In Washington State, a divorce where minor children are in the picture includes a parenting plan that addresses custody and visitation issues. When deciding whether to approve a plan, courts consider the best interests of the children.
However, circumstances can change. A parenting plan that was perfect a few years ago may now present problems for the parents or the children. When this occurs, parents can request a modification.
One must officially file with the court to ask for a modification. In some cases, a hearing may be necessary. While the process can seem burdensome, it is important to only change arrangements once the court officially grants the modification request. Even if the other parent informally agrees to make changes, relying on word alone can violate the existing order and cause significant problems, especially if the other parent later decides he or she no longer agrees to the changes.
A major modification to a parenting plan consists of a request to permanently change physical custody from one parent to the other. To obtain approval, the requesting party must show that a substantial change in circumstances has arisen, that the modification will be in the child’s best interests and that a change is necessary to sustain them. The changes must have arisen after the court entered the original order.

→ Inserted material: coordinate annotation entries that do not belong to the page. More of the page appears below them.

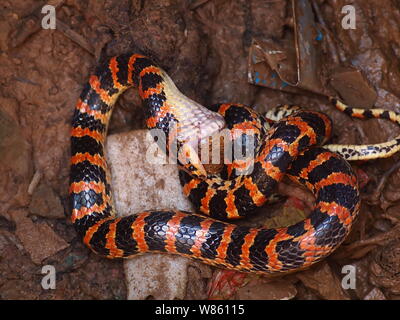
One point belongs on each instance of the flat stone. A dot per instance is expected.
(139, 184)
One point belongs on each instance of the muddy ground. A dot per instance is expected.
(204, 46)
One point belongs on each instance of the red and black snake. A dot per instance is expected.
(288, 147)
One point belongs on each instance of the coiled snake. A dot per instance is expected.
(289, 147)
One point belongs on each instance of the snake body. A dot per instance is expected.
(289, 147)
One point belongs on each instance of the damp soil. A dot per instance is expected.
(204, 46)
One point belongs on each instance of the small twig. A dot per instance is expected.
(330, 42)
(197, 4)
(34, 183)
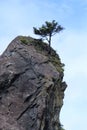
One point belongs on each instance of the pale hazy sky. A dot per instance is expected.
(18, 17)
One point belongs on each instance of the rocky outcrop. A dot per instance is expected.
(31, 86)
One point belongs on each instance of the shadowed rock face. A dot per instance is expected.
(31, 88)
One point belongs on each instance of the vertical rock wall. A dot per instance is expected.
(31, 86)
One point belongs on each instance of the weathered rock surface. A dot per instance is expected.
(31, 87)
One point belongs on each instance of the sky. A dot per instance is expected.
(18, 17)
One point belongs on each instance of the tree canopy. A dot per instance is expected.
(47, 30)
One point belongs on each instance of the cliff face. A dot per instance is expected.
(31, 86)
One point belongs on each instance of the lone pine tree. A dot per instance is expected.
(47, 30)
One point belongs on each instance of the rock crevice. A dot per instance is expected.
(31, 86)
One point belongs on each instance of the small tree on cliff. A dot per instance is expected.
(48, 30)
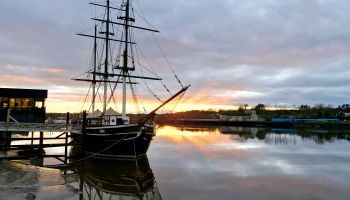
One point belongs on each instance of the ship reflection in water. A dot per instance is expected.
(90, 179)
(199, 163)
(115, 179)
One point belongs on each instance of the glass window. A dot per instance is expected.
(39, 104)
(12, 102)
(18, 104)
(5, 102)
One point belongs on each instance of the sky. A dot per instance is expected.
(232, 52)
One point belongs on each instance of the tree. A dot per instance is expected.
(259, 108)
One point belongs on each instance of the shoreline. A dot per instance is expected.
(270, 124)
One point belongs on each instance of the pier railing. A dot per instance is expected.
(37, 127)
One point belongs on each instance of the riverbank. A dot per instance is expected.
(271, 124)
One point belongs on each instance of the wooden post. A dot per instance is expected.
(32, 143)
(66, 140)
(83, 132)
(8, 115)
(41, 143)
(67, 118)
(66, 148)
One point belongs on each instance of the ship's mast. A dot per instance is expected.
(94, 74)
(105, 76)
(125, 59)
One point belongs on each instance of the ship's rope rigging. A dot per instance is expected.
(115, 61)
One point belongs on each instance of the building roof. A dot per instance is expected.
(111, 112)
(22, 93)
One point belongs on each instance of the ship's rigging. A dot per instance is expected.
(107, 72)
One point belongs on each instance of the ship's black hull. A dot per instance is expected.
(114, 142)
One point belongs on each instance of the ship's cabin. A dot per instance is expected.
(110, 118)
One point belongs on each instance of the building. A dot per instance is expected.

If both parents agree to the modification, courts will usually approve the request. Other grounds for approval include showing the current arrangements are damaging to the child’s wellbeing or that the non-requesting parent has either been guilty of custodial interference or was found in contempt of court at least twice in the past three years due to violating the existing parenting plan. Courts may also consider evidence that the child has been living with the requesting parent with the consent of the other parent.
Minor modifications and adjustments concern the visitation schedule rather than custody. As above, if the parents agree, the court will usually approve the request. Courts may adjust visitation based on changed circumstances such as a parent’s failure to comply with the current schedule or exercise rights. Courts may limit a parent’s visitation access if he or she abused or neglected the child or if circumstances arise that limit his or her ability to care for the child responsibly.
Military deployment constitutes a separate category of circumstances. Courts apply a separate set of considerations when dealing with issues specific to military service.